The New Nine Articles have put forward specific requirements for the reform of central SOEs, with the core focus on promoting strategic reorganizations and professional integration, optimizing resource allocation, and enhancing industrial synergy. At the same time, the New Nine Articles also emphasize the importance of improving the modern enterprise system by raising the decision-making level of the board of directors and market-oriented operating mechanisms, strengthening term system and contract-based management, and stimulating enterprise vitality.
In addition, the New Nine Articles propose to increase the intensity of delisting supervision, deepen the reform of the delisting system, and accelerate the formation of a normalized delisting pattern that allows for timely clearance, as well as to strengthen the supervision of securities and fund institutions, promoting the industry to return to its roots and become stronger and better. The infrastructure industry is expected to benefit from the reform and merger and acquisition concepts of central SOEs.
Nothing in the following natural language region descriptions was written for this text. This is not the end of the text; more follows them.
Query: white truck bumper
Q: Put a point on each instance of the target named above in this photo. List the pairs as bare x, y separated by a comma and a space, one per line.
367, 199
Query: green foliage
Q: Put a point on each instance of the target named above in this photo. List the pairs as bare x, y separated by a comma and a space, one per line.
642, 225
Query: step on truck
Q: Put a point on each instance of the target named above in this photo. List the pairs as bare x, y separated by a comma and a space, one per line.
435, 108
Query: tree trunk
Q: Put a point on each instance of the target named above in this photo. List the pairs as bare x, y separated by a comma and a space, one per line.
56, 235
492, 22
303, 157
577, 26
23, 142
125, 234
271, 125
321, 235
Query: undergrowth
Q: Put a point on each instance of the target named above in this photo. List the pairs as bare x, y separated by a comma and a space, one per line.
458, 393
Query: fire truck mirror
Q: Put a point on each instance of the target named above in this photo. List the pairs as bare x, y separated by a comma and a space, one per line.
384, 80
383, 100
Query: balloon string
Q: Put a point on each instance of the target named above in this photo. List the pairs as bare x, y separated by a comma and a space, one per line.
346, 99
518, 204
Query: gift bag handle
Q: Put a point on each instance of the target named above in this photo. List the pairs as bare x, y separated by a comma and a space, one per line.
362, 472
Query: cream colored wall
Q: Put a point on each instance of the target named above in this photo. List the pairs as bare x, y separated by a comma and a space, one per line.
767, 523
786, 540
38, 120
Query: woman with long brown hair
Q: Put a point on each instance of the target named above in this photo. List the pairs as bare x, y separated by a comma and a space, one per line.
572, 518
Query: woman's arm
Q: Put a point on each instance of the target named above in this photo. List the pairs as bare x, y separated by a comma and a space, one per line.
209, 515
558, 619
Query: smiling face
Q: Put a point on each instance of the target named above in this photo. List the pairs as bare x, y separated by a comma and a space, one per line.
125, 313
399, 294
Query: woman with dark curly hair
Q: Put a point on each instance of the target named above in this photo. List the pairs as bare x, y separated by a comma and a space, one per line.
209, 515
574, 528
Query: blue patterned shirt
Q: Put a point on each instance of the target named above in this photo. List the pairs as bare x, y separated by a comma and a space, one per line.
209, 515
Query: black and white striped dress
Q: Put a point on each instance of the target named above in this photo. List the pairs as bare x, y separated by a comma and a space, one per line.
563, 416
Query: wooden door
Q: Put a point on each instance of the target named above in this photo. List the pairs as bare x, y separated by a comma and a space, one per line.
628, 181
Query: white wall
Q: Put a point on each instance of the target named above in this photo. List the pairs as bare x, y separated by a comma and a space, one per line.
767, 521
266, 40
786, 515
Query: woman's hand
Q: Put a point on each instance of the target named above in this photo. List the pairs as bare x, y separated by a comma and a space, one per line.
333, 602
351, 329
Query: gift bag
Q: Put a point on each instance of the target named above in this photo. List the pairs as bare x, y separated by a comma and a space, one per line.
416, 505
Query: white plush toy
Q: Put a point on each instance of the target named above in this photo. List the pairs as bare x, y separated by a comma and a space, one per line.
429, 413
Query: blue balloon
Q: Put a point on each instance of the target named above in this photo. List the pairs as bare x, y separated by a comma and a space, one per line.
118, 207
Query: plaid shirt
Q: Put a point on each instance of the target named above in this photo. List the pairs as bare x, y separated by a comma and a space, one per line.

At the transaction level, the high dividend and low valuation of infrastructure enterprises are also very attractive.
The latest market value management plan released by the China Securities Regulatory Commission (CSRC) is also expected to reshape the valuation of related infrastructure enterprises. The current valuation of the infrastructure index still needs to be improved, especially in the traditional infrastructure industry.
At the same time, the dividend yield of the traditional infrastructure index in the past 12 months is 3.27%, higher than the Shanghai Composite Index (2.67%) and the CSI 300 (2.55%); the dividend yield of central SOE infrastructure is 2.55%, and there is still room for improvement.
Related ETF: Infrastructure 50 ETF (159635.SZ), tracking the target index CSI Infrastructure Index (930608.CSI), the top ten weighted stocks of the index include China State Construction Engineering Corporation (10.62%), China Railway Group Limited (9.31%), PowerChina (6.70%), China Railway Construction Corporation Limited (5.65%), etc.